What Sensors Actually Record
A satellite sensor's detector converts incoming photons into an electrical signal. That signal is digitized into a number — the Digital Number (DN). The DN depends on:
- How much light reached the sensor (the actual physical quantity we want)
- The sensor's electronic gain setting
- The detector's response characteristics
- The analog-to-digital conversion bit depth (8-bit gives 0–255; 12-bit gives 0–4095; 16-bit gives 0–65535)
Two different sensors looking at the exact same patch of ground will record different DNs. The same sensor with different gain settings will also record different DNs. Without calibration, you're working with arbitrary numbers.
The Calibration Chain
Calibration converts DNs to physically meaningful quantities through a series of steps:
Step 1: DN → Radiance
At-sensor radiance (Lλ) is the power per unit area per unit solid angle per unit wavelength reaching the sensor. The conversion is linear:
Lλ = Gain × DN + Offset
The gain and offset (also called scale and bias, or multiplicative and additive factors) are determined before launch through laboratory calibration and updated in-orbit using known reference targets — usually the moon, deep space, and onboard calibration lamps.
These coefficients are stored in the image metadata. For Landsat, they're in the MTL file. For Sentinel-2, they're in the XML metadata.
Step 2: Radiance → TOA Reflectance
Radiance values still depend on solar illumination — a scene acquired in December (low sun angle in the Northern Hemisphere) will have lower radiance than the same scene in June, even if surface reflectance hasn't changed.
To remove this solar illumination dependency, we convert radiance to Top-of-Atmosphere reflectance (ρTOA):
ρTOA = (π × Lλ × d²) / (ESUNλ × cos θs)
Where:
- d = Earth-Sun distance (in astronomical units; varies ~3% seasonally)
- ESUNλ = solar irradiance for the band
- θs = solar zenith angle
TOA reflectance is dimensionless (0 to ~1) and comparable across dates because the solar illumination effect has been normalized.
Step 3: TOA Reflectance → Surface Reflectance
This final step — atmospheric correction — removes the atmosphere's influence to yield what the surface actually reflected. We covered this in detail in a separate article.
Bit Depth Matters
Older sensors like Landsat 5 TM recorded 8-bit data (256 levels). This meant the entire range of possible radiance values was crammed into 256 bins. Subtle differences between, say, two slightly different soil types might map to the same DN — you'd lose the information.
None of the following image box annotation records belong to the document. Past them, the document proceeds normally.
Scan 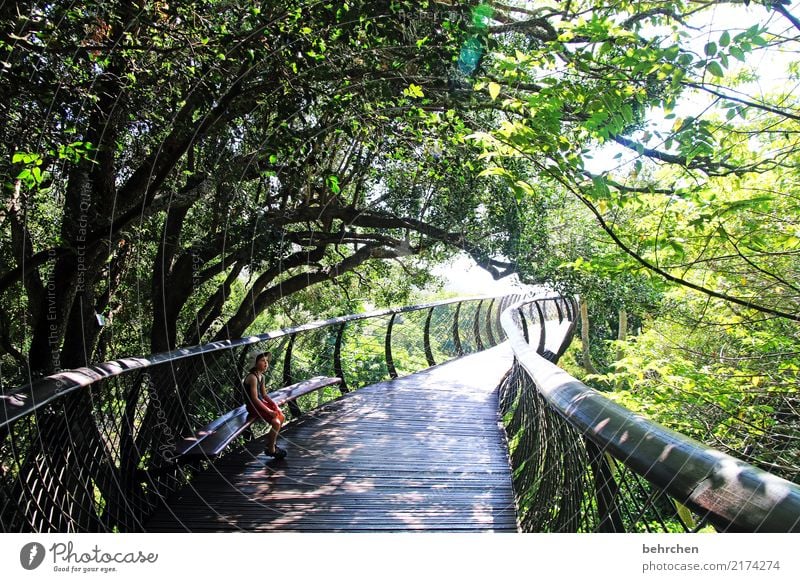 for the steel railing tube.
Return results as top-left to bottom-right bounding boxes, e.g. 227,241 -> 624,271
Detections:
502,302 -> 800,532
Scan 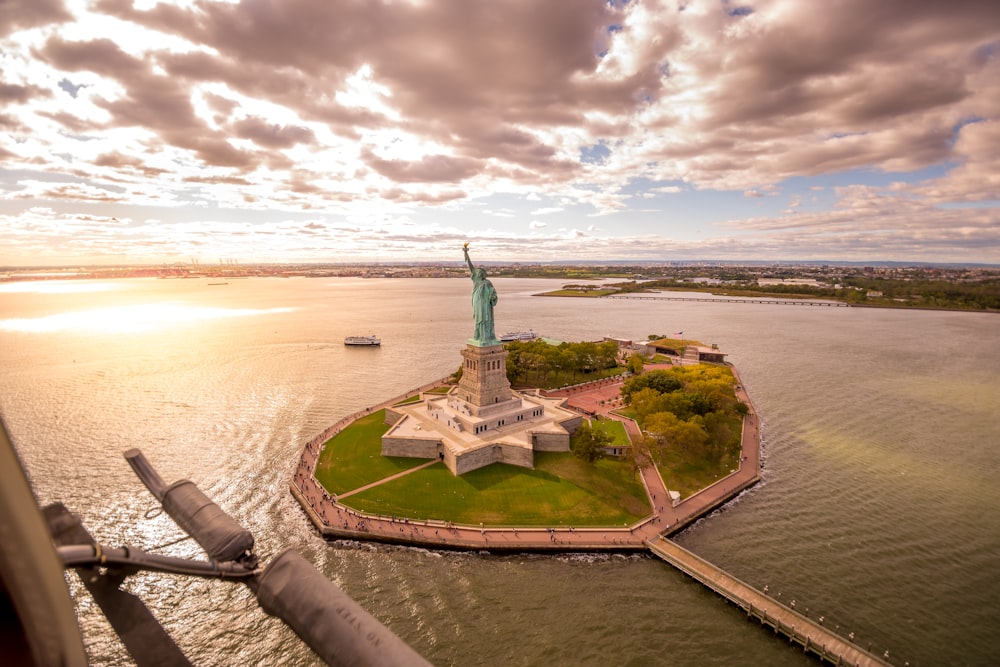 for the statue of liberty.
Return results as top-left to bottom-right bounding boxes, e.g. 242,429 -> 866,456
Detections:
462,243 -> 500,347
Modern sensors use higher bit depths:
| Sensor | Bit Depth | DN Range | Radiometric Resolution |
|---|---|---|---|
| Landsat 5 TM | 8-bit | 0–255 | Coarse |
| Landsat 8 OLI | 12-bit | 0–4095 | Good |
| Sentinel-2 MSI | 12-bit | 0–4095 | Good |
| WorldView-3 | 11-bit | 0–2047 | Good |
Higher bit depth means finer discrimination between similar surfaces. This is particularly important in low-contrast environments like water bodies, where the difference between clear and slightly turbid water might span only a few DN values in 8-bit data but dozens of values in 12-bit.
Why This Matters in Practice
Comparing Images Over Time
Without calibration, you can't meaningfully compare pixel values from different dates. Gain settings can change, solar geometry changes seasonally, and even the sensor's detector response drifts over time. Calibrating to reflectance normalizes all of these factors.
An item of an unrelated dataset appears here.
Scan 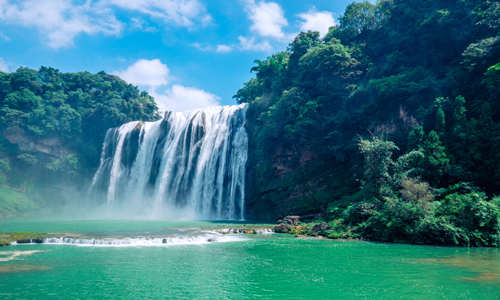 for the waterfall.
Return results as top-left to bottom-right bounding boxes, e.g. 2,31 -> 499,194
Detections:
90,104 -> 248,219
Computing Spectral Indices
NDVI = (NIR − Red) / (NIR + Red) assumes that the values being subtracted and divided are in the same units. Computing NDVI from DNs is technically invalid — the gain and offset for the NIR band are different from the Red band, so the arithmetic doesn't produce a physically meaningful result.
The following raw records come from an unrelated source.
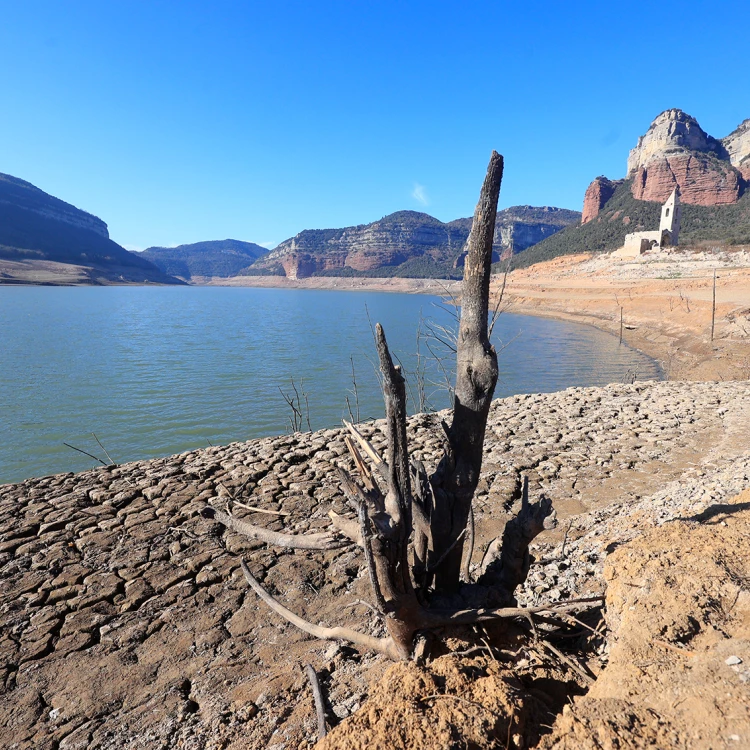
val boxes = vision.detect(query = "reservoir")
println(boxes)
[0,286,662,483]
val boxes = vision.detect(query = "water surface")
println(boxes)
[0,287,661,483]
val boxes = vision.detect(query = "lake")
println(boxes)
[0,287,662,483]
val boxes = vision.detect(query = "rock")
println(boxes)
[721,119,750,173]
[253,206,580,279]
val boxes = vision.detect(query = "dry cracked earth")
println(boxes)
[0,382,750,750]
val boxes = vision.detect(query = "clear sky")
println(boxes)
[0,0,750,249]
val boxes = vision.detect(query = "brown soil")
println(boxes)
[200,276,461,295]
[540,491,750,750]
[495,250,750,380]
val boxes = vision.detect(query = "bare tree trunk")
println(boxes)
[430,151,503,593]
[212,151,591,659]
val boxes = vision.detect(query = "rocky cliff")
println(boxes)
[0,174,180,284]
[627,109,750,206]
[581,175,622,224]
[0,173,109,239]
[721,119,750,183]
[250,206,580,278]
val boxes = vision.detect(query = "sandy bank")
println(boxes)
[494,251,750,380]
[198,276,461,295]
[0,382,750,750]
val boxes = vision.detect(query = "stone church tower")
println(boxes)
[659,188,682,247]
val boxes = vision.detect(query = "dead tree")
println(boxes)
[204,152,591,659]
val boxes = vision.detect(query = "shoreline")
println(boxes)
[0,381,750,748]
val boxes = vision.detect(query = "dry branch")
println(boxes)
[305,664,328,740]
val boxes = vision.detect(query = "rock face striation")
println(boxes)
[251,206,580,279]
[627,109,745,206]
[721,119,750,183]
[581,109,750,224]
[581,175,623,224]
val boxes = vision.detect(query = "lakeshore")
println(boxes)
[0,251,750,750]
[204,248,750,380]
In practice, DN-based NDVI often looks plausible because the gains are similar enough that the errors partially cancel. But "looks plausible" isn't the same as "correct." For research-quality results, always use calibrated reflectance.
Cross-Sensor Analysis
If you want to combine Landsat and Sentinel-2 data — perhaps to improve temporal coverage — you must work with calibrated reflectance values. DNs from different sensors are completely incomparable.
Modern Convenience
Here's the good news: most current satellite data products are already calibrated for you.
Sentinel-2 Level-1C products are provided as TOA reflectance (scaled by 10,000 to avoid floating-point numbers — a DN of 3000 means reflectance of 0.30).
Sentinel-2 Level-2A products are surface reflectance, also scaled by 10,000.
Landsat Collection 2 Level-2 products are surface reflectance with scale factors provided in metadata.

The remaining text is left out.